What is the present position?
An individual can claim both Agricultural Property Relief (APR) on land and Business Property Relief (BPR) on the value of their share of partnership assets or company shares
In the case of APR the land has to be owned for two years if farmed in-hand, or seven years if rented out
The property has to be used for agricultural purposes to qualify for APR, and non-agricultural value does not qualify for APR
In the case of BPR, the partnership or company has to have been trading for at least two years
APR provides 100% IHT relief, apart from land subject to a tenancy going back to before 1995
BPR also provides 100% relief, apart from certain assets owned personally by an individual and occupied by their partnership or company, in which case the relief is 50%
Once all the above conditions are met, there is no upper limit of APR and BPR that can be claimed
After APR and BPR have been deducted from a person’s estate, any balance over £325,000 is taxed at 40%. Assets given away in the seven years before death are also taken into account.
How will the Budget change IHT reliefs?
All of the above remains unchanged with one exception – there is to be a combined upper limit of £1 million for APR and BPR. Any excess will receive 50% relief. For example, a person owning £3 million of property and partnership capital will get 100% relief on the first £1 million and 50% relief on the other £2 million. This means £2 million exempt and £1 million subject to IHT.
The position then gets more complicated in the case of a married couple, as assets can pass tax-free to the survivor who can also inherit the unused proportion of their spouse’s £325,000 nil rate band. Unfortunately, the new £1 million APR and BPR limit cannot be passed to the surviving spouse, and any wills that leave all assets to the survivor may not be as tax-efficient.
As a result of these changes, farmers will need to consider making gifts of business assets earlier than they previously intended.
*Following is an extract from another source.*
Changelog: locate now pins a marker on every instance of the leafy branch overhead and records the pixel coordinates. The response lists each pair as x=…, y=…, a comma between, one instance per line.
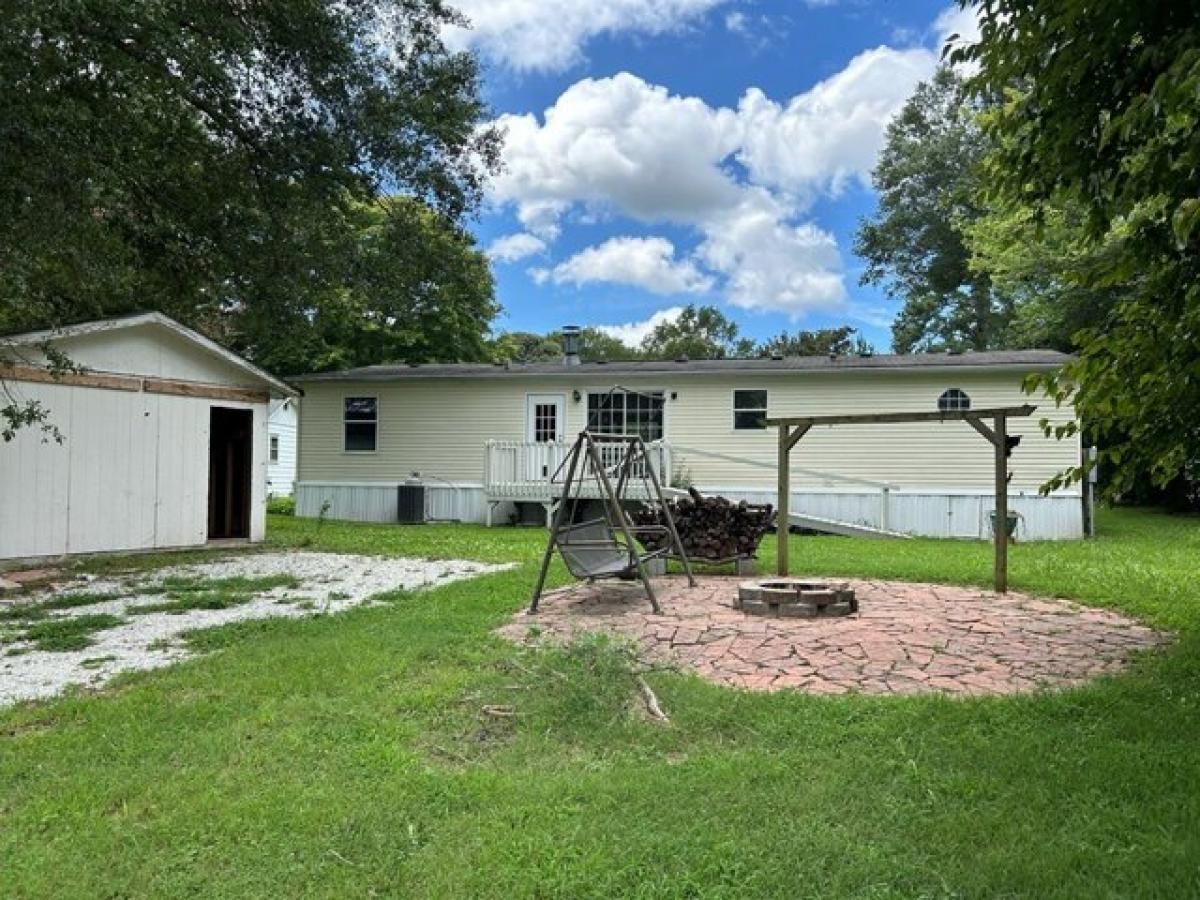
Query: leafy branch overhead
x=226, y=163
x=1101, y=121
It is important to note:
A gift more than seven years before death is exempt from IHT
A gift more than three years but less than seven years is taken into account, but the IHT on the gift is tapered
Where death occurs within three years from the gift, there is no reduction in the IHT
For this planning to be effective, the person making the gift cannot continue to benefit from the asset after the gift. This is known as reservation of benefit, and if HMRC can show this has taken place, they will calculate the IHT liability as if the asset is still owned
Life insurance will become more important for farmers wishing to protect their families from IHT liabilities. This could be a seven-year term policy, which ceases on the 7th anniversary if the gift
There will be Capital Gains Tax consequences of making lifetime gifts, as HMRC taxes them as if the property has been sold at full market value. In most cases an election can be made to defer this tax liability.
I will finish as I started by saying that it is essential that we stay calm. By planning carefully, there are actions that can be taken to improve the position so that you do not leave your loved ones with an unexpected IHT liability.